Two of planner's claims against Carter Co. mayor dismissed
Nov 6, 2012 at 9:44 AM
ELIZABETHTON — Claims against Carter County Mayor Leon Humphrey in a $600,000 lawsuit have been dismissed.
Circuit Court Judge Thomas Seeley Jr. announced his decision in court Friday. The lawsuit was filed earlier in the year by Carter County Planning Director Chris Schuettler, accusing the mayor of malicious prosecution and abuse of process.
Seeley dismissed both of those claims, but he said a claim of defamation (libel or slander) remains outstanding at this time.
Schuettler filed the lawsuit earlier this year against Humphrey and against Carter County.
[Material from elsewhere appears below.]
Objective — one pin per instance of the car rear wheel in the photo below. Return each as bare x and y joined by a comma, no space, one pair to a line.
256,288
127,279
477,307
He later filed an amended motion that requested the county be dropped as a defendant because state tort reform law made the county immune from such a lawsuit.
The lawsuit stems from criminal charges that had been brought against Schuettler in 2011, alleging he had been on the payroll clock when phone records showed he was in North Carolina.
Schuettler claimed the phone records for calls made in North Carolina were merely charges from calls he had made from the mountainous eastern section of Carter County while he was on the job. He said the nearest cell phone towers were in North Carolina.
The criminal charges were brought by the Tennessee Bureau of Investigation and were dismissed in Criminal Court last year.
Following the dismissal, Schuettler filed the lawsuit, alleging Humphrey had failed to follow proper procedures, as set forth in the county’s rules. He also claimed Humprhey had a “vendetta” against him and was attempting to use his position as mayor to terminate Schuettler’s employment with the county.
Schuettler said in his suit that Humphrey gave information to the Tennessee Bureau of Investigation and state comptroller’s office, which led to the criminal charges against him.
Seeley said Humphrey brought the complaint to the TBI and it was the state agency that investigated the matter and brought the criminal charges. “Humphrey did not bring the charges against Mr. Schuettler. Therefore, plaintiff’s claim for malicious prosecution against Humphrey must be dismissed.”
Seeley said abuse of process is for actions after the charges have been issued. He said there were no allegations of improper process after the charges had been issued, so the abuse of process claim must be dismissed.
Seeley concluded by saying that Schuettler had presented no specific statements of Humphrey’s alleged defamation and Humphrey had not addressed the libel or slander claims in his motion to dismiss, so the court left that matter outstanding at this time.